Late child birth is not about fertility but about risks for the child. The only woman I know (yeah, anecdotes) who attempted to delay getting a child until after her 40th birthday got a baby with down syndrome. I know what living with a disability in our world means, from personal experience. And given that experience, I have a hard time giving these women some slack. I think they are risking the well being of their children just for their own selfish reasons. We are humans, and there are limits to what we can do. We need to accept them, or we will make other people suffer.
There is screening for down's syndrome in the first trimester, but then it becomes a matter of whether they are comfortable with pregnancy termination in case of down syndrome detection (down's syndrome can't be treated).
It is definitely something that you need to think about if you will have kids later in life (in addition to mother safety).
Late first child seems to have some substantial risks, though (what they call) geriatric pregnancies in general may not be as risky.
But even starting in your 30s gives you a big disadvantage, toddlers are fast (the fastest land mammal is a toddler who’s just been asked what he has in his mouth!).
Became a parent mid-30s and I cannot agree more.

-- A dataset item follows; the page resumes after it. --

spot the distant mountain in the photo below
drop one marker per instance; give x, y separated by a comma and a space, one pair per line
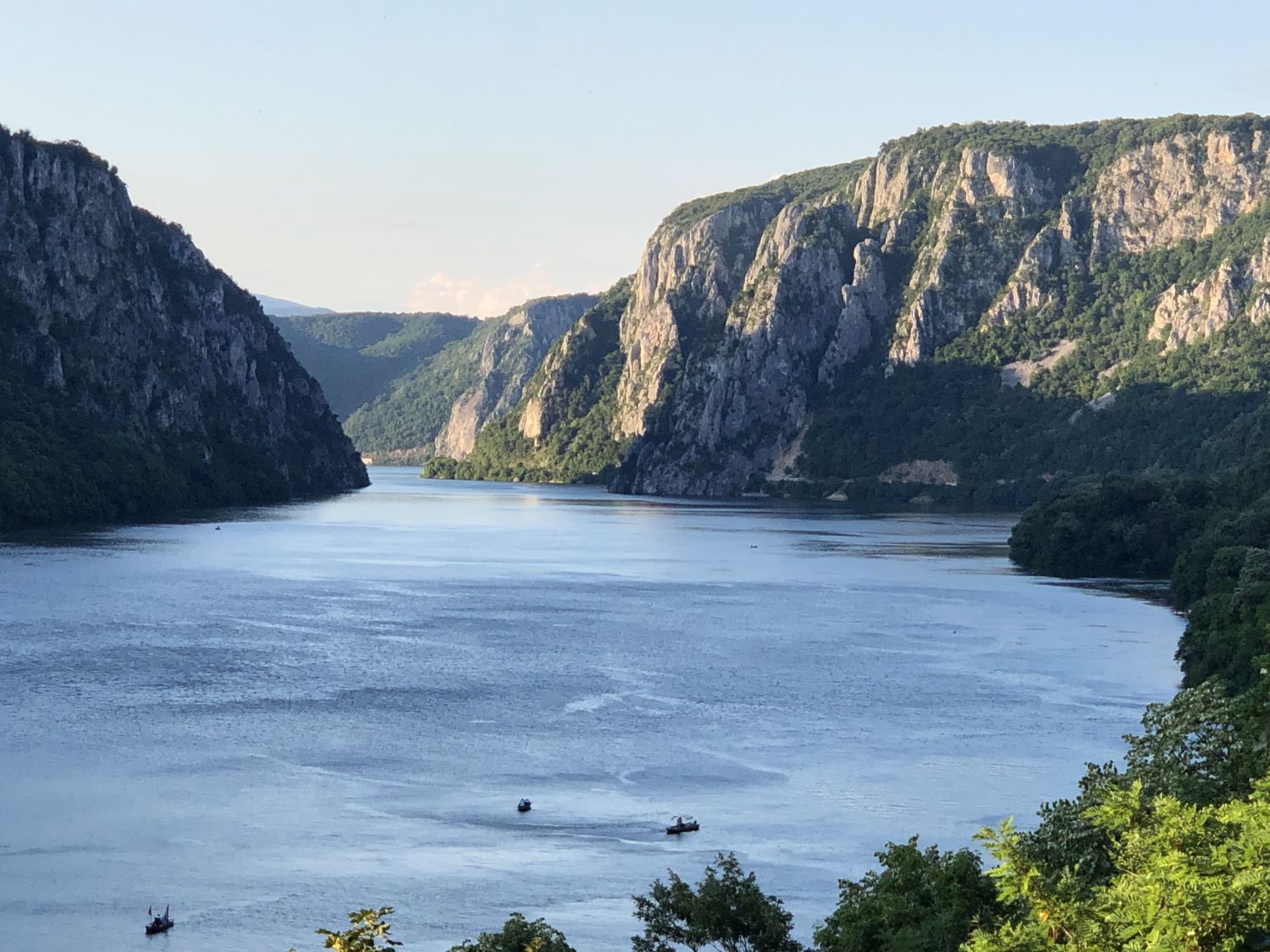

I didn’t feel old right away, but my first child is somewhat special-needs and it feels like parenting him has aged me 20 years in the past 7. This is a special case, but even with a ‘normal’ kid it’s still true.
The #1 thing I would tell any young person who would listen is that if you want them, finish having children by like 27. I know for most people, that represents a gamble (that you’ll be able to achieve financial stability in the future), but it’s a safer bet than betting that ‘future you’ will be better equipped in all of the non-money ways. Spoiler: older you is worse equipped in most ways. You might have more wisdom to impart, but the children won’t listen to you anyway so that’s moot.
>> The #1 thing I would tell any young person who would listen is that if you want them, finish having children by like 27
Unless one is from a wealthy family, following this advice basically means to give up a career.
Being a mom without a career is being insecure, it could end up in abusive relationship.
Anyone can end up in an abusive relationship, not just women. Choose well, indeed. And choose a career which offers generous benefits.
Also, I know women who work in tech who did that advice and are fine. They make high enough salaries to afford good daycare (or it is provided onsite).